Вижу скованных братьев своих, близнецов,
как бутан и пропан из баллона,
почему я не вижу конвойных, стрельцов
потому, что сползает корона

на глаза, а поправить её не могу,
всюду пепел да снега охапки,
остается шептать, не смотря на пургу:
мама, мама, не бойся, я в шапке.

*  *  *
Я побеждал чумой холеру
и с чёрной оспой мне везло,
и, возвращаясь на галеру,
я обнимал своё весло.

Как много нас осталось мало,
и штиль впадал в девятый вал:
когда моё весло дышало
тем воздухом, что я дышал.

Когда в имперской и в парчовой
тьме, обнуляющей овал,
я принял рабство пугачёвой
и ей колени целовал.

Я грёб людей неутомимо,
и что-то заводное пел,
и жаль, что мимо смерти, мимо

наш астероид пролетел.
 

*  *  *

Стол, за которым сидит река, два старика на одном причале,

сыр – это бабочка молока, смех – это гусеница печали,

что происходит в твоих словах: осень, чьи листья, как будто чипсы,

тьма – это просто влюблённый страх, это желание излечиться.
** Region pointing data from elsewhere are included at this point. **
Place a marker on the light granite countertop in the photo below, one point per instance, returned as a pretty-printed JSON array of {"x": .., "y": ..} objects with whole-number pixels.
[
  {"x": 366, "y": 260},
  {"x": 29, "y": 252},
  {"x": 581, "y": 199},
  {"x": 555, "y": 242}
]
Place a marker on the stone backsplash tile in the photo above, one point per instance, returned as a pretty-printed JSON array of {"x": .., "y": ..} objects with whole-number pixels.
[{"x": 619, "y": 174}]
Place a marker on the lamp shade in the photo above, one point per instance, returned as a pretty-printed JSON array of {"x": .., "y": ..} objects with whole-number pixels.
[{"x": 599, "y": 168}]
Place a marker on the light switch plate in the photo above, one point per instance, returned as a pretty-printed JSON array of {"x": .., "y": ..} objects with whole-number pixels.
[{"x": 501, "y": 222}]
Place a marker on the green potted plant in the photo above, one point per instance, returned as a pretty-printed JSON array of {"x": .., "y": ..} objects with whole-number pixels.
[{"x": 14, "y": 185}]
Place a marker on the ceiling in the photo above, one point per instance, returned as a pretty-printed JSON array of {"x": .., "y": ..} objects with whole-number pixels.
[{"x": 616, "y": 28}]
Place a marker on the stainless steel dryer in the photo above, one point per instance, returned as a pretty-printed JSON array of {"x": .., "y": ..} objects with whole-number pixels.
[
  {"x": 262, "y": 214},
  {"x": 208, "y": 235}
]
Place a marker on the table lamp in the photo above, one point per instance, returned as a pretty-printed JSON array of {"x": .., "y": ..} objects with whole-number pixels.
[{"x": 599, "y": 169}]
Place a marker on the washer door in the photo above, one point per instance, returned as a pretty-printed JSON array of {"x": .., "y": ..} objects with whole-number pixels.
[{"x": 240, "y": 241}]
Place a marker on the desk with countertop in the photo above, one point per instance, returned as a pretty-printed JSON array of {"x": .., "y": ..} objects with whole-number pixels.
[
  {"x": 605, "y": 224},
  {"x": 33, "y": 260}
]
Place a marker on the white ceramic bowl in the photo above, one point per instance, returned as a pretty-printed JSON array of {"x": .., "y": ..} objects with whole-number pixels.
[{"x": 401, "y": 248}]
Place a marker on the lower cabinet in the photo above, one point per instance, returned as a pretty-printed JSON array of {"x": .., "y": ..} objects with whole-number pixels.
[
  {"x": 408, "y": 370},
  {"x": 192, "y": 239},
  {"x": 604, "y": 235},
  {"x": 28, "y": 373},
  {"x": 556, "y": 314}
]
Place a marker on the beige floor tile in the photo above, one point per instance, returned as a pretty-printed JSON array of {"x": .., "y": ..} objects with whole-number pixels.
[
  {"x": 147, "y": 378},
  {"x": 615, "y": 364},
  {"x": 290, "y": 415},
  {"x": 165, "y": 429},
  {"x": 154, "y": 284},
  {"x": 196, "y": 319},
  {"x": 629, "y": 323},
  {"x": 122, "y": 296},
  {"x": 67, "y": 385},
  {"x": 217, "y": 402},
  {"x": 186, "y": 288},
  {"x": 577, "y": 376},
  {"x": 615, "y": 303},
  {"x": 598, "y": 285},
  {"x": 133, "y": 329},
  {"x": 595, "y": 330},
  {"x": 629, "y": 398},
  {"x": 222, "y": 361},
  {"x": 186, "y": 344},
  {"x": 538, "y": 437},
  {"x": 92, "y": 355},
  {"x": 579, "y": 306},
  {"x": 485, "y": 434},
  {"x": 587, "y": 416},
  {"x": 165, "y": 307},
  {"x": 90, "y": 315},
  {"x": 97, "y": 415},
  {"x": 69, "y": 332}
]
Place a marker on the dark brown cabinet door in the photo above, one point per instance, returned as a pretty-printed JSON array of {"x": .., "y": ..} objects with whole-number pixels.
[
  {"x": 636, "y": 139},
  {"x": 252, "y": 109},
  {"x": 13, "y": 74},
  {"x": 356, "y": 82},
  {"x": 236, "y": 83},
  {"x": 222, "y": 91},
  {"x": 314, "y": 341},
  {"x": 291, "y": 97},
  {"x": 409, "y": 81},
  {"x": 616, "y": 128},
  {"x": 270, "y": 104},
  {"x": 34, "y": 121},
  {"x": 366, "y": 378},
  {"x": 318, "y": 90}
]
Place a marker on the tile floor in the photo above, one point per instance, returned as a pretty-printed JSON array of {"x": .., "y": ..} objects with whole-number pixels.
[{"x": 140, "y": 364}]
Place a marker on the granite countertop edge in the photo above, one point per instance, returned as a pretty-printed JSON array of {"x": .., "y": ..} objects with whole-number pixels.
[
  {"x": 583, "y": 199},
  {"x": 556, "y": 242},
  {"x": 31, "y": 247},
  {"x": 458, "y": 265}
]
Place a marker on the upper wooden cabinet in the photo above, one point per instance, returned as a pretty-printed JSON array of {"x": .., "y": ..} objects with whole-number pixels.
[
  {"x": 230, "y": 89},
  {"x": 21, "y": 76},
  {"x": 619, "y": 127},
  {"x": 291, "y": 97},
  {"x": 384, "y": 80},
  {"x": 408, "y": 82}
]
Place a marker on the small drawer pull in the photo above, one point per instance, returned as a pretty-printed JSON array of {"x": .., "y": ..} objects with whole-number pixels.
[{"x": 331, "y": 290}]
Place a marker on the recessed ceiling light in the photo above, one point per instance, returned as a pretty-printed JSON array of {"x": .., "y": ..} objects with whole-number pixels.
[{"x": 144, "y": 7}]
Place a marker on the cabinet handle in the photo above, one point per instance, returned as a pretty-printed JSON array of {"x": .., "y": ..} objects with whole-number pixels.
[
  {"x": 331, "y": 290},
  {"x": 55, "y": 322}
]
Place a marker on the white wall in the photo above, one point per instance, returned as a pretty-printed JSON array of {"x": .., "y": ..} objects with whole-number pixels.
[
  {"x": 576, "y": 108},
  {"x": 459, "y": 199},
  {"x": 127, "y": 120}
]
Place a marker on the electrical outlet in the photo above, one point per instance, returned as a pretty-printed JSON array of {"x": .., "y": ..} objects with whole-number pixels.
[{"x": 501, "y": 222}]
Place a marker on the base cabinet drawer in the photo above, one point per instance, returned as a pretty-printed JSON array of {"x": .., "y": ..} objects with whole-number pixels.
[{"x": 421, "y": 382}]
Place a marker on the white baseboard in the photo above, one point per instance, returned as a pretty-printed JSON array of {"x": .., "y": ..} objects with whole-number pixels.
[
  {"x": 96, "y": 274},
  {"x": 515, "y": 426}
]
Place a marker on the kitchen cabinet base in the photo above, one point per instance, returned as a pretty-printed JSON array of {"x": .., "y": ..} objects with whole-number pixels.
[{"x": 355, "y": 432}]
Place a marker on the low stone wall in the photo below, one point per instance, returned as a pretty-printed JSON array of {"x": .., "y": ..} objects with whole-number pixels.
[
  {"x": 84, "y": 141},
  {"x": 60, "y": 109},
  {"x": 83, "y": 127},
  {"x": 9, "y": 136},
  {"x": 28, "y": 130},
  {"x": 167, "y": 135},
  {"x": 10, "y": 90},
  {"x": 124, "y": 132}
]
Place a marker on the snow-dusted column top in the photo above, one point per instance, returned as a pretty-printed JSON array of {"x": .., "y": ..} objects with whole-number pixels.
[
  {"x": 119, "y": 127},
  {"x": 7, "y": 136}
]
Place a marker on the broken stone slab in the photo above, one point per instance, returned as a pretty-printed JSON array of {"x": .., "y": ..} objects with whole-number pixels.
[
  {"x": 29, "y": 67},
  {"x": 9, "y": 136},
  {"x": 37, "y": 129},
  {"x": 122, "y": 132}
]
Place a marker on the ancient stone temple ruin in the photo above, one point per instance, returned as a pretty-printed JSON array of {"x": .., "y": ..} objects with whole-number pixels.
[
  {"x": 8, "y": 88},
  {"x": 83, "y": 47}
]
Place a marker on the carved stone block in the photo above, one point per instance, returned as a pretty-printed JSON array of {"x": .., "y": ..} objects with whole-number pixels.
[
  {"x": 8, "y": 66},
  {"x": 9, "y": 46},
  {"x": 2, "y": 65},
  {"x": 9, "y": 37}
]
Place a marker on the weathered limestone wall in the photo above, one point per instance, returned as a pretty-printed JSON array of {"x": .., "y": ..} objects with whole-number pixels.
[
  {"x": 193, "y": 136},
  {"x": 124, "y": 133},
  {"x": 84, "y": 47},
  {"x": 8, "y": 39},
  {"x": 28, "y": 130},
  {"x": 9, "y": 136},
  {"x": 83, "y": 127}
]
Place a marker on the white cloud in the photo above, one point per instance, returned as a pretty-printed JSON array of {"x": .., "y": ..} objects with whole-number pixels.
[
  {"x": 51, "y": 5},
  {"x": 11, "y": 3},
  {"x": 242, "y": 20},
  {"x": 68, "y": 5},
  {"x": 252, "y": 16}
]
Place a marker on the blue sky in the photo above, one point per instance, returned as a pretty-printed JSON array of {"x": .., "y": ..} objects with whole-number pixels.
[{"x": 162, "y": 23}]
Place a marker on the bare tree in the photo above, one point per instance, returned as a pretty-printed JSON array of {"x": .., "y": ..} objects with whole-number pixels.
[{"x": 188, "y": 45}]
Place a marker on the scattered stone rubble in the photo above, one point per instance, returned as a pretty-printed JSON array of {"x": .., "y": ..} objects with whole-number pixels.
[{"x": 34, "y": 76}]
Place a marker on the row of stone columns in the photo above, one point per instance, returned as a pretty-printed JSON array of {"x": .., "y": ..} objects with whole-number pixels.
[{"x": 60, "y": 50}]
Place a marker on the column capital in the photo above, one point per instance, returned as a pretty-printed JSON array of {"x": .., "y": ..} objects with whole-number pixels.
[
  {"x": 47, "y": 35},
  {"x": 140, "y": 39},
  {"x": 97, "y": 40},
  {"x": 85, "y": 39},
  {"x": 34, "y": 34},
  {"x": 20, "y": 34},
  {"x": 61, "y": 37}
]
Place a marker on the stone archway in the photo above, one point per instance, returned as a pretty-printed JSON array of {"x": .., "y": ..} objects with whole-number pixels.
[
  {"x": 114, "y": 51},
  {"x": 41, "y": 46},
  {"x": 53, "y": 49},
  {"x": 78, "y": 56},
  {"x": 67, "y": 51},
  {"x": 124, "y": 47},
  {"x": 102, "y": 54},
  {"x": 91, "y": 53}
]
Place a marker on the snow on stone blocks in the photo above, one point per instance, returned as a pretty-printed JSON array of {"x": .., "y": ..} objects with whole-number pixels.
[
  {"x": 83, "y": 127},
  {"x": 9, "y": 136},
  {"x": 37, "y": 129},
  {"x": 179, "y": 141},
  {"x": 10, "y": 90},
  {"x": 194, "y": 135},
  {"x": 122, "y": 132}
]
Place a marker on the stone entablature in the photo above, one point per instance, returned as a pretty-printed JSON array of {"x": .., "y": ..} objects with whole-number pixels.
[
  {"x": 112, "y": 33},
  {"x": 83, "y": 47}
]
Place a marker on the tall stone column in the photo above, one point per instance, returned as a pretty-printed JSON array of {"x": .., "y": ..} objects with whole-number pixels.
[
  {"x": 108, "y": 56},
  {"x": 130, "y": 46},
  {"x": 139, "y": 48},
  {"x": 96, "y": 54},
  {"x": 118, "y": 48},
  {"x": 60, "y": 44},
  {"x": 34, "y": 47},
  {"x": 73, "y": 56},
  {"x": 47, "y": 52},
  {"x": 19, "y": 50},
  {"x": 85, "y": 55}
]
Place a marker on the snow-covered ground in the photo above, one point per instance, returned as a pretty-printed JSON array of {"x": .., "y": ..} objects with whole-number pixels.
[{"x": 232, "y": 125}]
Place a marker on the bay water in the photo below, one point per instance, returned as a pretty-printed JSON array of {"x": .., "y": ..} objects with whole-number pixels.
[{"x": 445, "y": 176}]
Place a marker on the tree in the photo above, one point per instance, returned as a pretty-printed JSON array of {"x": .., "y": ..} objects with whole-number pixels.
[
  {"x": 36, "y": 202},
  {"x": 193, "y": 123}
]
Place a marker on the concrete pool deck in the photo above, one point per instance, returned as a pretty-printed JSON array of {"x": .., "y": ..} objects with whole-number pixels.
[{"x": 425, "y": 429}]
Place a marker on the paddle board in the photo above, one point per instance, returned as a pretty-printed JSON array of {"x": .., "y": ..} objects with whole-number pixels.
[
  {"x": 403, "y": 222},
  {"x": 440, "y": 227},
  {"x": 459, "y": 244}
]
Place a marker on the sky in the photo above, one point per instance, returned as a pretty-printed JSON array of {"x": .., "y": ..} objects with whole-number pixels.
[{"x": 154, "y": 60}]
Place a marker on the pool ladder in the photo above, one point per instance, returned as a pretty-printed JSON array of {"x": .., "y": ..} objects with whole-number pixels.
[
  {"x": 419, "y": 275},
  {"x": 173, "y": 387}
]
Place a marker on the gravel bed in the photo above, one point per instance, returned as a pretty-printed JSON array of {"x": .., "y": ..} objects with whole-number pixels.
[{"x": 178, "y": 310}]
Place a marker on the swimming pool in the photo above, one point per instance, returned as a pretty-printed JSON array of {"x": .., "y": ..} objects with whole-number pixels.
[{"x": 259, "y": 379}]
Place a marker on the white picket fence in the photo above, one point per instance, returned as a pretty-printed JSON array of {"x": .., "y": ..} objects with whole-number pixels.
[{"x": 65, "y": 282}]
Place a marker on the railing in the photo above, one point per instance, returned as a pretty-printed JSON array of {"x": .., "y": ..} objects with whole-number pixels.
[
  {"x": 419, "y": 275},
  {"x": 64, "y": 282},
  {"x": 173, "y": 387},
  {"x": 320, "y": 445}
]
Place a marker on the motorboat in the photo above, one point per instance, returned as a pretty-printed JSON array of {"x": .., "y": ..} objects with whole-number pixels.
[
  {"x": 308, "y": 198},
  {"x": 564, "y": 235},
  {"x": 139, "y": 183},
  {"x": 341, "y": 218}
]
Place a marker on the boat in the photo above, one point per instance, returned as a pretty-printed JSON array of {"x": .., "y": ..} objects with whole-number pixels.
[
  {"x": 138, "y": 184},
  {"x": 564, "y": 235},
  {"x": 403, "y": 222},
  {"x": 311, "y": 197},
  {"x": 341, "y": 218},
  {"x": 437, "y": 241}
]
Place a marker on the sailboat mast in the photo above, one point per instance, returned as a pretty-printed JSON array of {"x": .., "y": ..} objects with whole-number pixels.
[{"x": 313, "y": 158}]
Мы поплавками на сон клюём, кто нас разбудит, сопя носами,

волк, заглянувший в дверной проём, окунь с цветаевскими глазами,

звон колокольчика над волной, новой поэзии сраный веник,

мир, сотворённый когда-то мной, это отныне – пустой обменник.

Вот он стоит на исходе лет, шкаф, предназначенный быть сараем,

в нём обитает один скелет, судя по библии – несгораем,

пьёт и отлеживает бока, книги – рассыпались, одичали:

сыр – это бабочка молока, смех – это гусеница печали. 

*  *  *

Я говорил по существу, а существо моё молчало,

как дирижабль изнутри – оно себя обозначало:

вот злая ткань, вот водород, вот рёбра папы или мамы,

и я, внебрачный корнеплод, всплывал из оркестровой ямы.

А мог бы сохнуть и хранить больную скрипку и гармошку,

и кошку грудью накормить и помолиться на икошку,

а мог бы жить своим трудом, на основаньях самых общих:

я – дирижабль и роддом для престарелых и усопших.

В пожарных лестницах потоп, украденный цыган-романтик,

я – свежевырытый окоп и белоснежный с боку бантик,

здесь ядра – чистый изумруд началом собраны в початках,

здесь я чихну – и все умрут, в очках и в масках, и в перчатках.

Господь вначале был котом, хранящим сцену и кулисы,

где спят всегда с открытым ртом американские актрисы,

как пахнет небо за бортом: итогом, берегом, итакой,

господь вначале был котом, но почему-то стал собакой. 

*  *  *
Музыка, о чем ты бредишь со звездой в кирпичном лбу:
тише будешь
дальше едешь, дальше едешь тише бу,
жил да был косильщик газа, по утрам срезал газон,
он смотрел в четыре глаза и вдыхал сплошной озон.

Поправляя респиратор на измученном лице,
он любил советский атом, пионерок во дворце,
верность молота и стали, опиум, который бог,
он косил, а люди спали, многие
без рук и ног.

Над травой парили мухи, чуть касаясь чайных роз,
музыканты
это шлюхи, а поэзия навоз,
но овидий в древнем зиле поутру везёт кизил,
до сих пор живёт в могиле, и от армии косил.

Наш герой идет рысцою по лужайке молодой,
медленной хрустит мацою над зелёною ордой,
пребывая в дивной коме, на краю любви и зла

где его, в соседнем доме, одноклассница ждала.
 

*  *  *
Тяжело сдвигается плита древнего рождественского склепа,
там живёт святая простота, как она
прекрасна и нелепа,
меркнут золотые фонари, кладбище и небо в звёздных крошках,
бродят по аллеям упыри, до утра играют на гармошках.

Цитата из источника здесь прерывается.